2. Wiedereinsetzung kann nicht gewährt werden. Wiedereinsetzung in den vorigen Stand ist gemäß § 56 Abs. 1 FGO auf Antrag zu gewähren, wenn jemand ohne Verschulden verhindert war, eine gesetzliche Frist einzuhalten.
Eine Erkrankung des Prozessbevollmächtigten kann nur dann als schuldlose Verhinderung des Revisionsführers gewertet werden, wenn sie plötzlich und unvorhersehbar auftritt und so schwer ist, dass es für den Prozessbevollmächtigten unzumutbar ist, die Frist einzuhalten oder rechtzeitig einen Vertreter zu bestellen (BFH-Beschluss vom 29. Oktober 2002 II R 60/01, BFH/NV 2003, 482; Gräber/Stapperfend, Finanzgerichtsordnung, 6. Aufl., § 56 Rz 20 "Krankheit"). Ein schlüssiger Wiedereinsetzungsantrag erfordert die Darlegung einer geeigneten Notfall-Vorsorge, die auch bei einer unvorhersehbaren Verhinderung des Steuerberaters die Funktionsfähigkeit des Büros, insbesondere die Überwachung der Fristsachen, gewährleistet (BFH-Beschluss vom 30. August 2005 III R 15/05, BFH/NV 2006, 89).

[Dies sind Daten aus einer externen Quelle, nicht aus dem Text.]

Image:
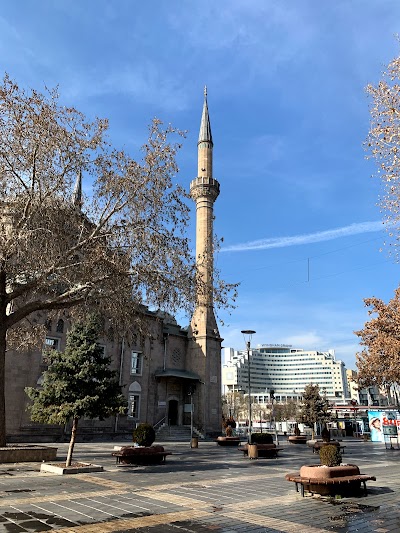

Die Versäumung der Beschwerdebegründungsfrist ist auch dann unentschuldbar und damit eine Wiedereinsetzung in den vorigen Stand ausgeschlossen, wenn das für die Bearbeitung der Beschwerde zuständige Mitglied einer Sozietät erkrankt, die ebenfalls beauftragten übrigen Mitglieder der Sozietät es jedoch unterlassen, die erforderlichen fristwahrenden Maßnahmen zu ergreifen (BFH-Beschluss vom 13. September 2002 III B 39/02, BFH/NV 2003, 185). Im Streitfall ist M am 10. Februar 2006 erkrankt. Die Frist zur Begründung der Revision lief erst am 14. Februar 2006 ab. Die Frist hätte ohne weiteres gemäß § 120 Abs. 2 Satz 3 FGO verlängert werden können; den Antrag auf Fristverlängerung hätten die ebenfalls mit der Vertretung beauftragten anderen Mitglieder der Sozietät stellen müssen.